Все то время, что Блойкопф жил в Галиции, не был он привязан к ее жителям, а как только уехал оттуда, полюбил их. На то было много причин, но главное, что он чувствовал себя в Иерусалиме среди русских евреев не в своей тарелке, потому что «русские» эти, несмотря на широту сердца, щедрость, острый ум, мужество и чувство ответственности, лишены чего-то, что дано нам, выходцам из Галиции, в изобилии. И так как Ицхак Кумар был родом из Галиции, обрадовался ему Блойкопф и не успокоился, пока не усадил его перед собой и не показал ему несколько своих работ. А так поступает он далеко не со всяким — не всякий человек стоит того, чтобы художник утруждал себя ради него.
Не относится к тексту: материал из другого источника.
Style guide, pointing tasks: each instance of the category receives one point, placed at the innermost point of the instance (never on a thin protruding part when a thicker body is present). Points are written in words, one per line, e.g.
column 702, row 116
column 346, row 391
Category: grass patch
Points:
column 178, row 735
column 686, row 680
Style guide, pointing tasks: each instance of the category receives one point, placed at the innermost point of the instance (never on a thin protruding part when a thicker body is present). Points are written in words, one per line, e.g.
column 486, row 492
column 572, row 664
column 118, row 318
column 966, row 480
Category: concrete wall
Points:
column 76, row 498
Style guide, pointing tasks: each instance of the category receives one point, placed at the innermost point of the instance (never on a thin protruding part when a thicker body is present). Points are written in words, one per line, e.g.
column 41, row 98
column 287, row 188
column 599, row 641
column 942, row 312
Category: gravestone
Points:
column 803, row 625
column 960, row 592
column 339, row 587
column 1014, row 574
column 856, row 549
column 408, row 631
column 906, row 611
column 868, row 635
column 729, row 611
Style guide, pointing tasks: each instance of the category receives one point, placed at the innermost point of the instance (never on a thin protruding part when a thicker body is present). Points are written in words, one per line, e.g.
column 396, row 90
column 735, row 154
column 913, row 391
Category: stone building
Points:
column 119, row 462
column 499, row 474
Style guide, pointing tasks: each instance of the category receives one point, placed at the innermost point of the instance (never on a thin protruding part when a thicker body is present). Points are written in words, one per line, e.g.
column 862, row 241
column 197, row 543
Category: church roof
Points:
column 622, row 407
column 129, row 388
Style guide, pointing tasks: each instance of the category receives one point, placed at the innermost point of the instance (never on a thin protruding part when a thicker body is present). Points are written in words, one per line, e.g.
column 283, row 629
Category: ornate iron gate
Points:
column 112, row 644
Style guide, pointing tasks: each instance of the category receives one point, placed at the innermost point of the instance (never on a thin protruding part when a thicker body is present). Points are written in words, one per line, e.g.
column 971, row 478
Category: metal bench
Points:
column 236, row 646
Под конец посвятил его Блойкопф в часть своих замыслов и истолковал ему некоторые свои картины. «На самом деле вовсе не всякая хорошая картина требует пояснений, но оттого что большинство людей смотрят и не понимают, что они видят, должен он, художник, помочь им увидеть. На первый взгляд довольно с художника того, что он рисует; иногда даже он сам не знает, что именно он изображает, но, во всяком случае, ему об этом известно лучше, чем его истолкователям, не говоря уж о тех, кто считает себя покровителями художников», — говоря так, Блойкопф показал Ицхаку еще несколько картин, которые могут ошибочно приписать ему, а это не что иное, как работы самых разных людей, не связанных между собой ничем, но подражающих ему. На первый взгляд это не должно было бы тревожить его, ведь никакое подражание не может быть правдой. А в каждом подлиннике есть своя правда, и незачем ее занимать у других. Известно, что любое подражание изначально не нужно, и не стоило бы беспокоиться о пустом, однако появились критики, упоминающие имена авторов подделок наряду с его именем. «Ты можешь сказать: неужели и вправду картины, изготовленные подражателями, так похожи на те, что я пишу? Скажу я тебе: нет, не похожи, а если и похожи, какая в них нужда, ведь мои уже существуют, а то, что мои картины существуют, невозможно отрицать, ведь если это не так, то чему же они подражают?»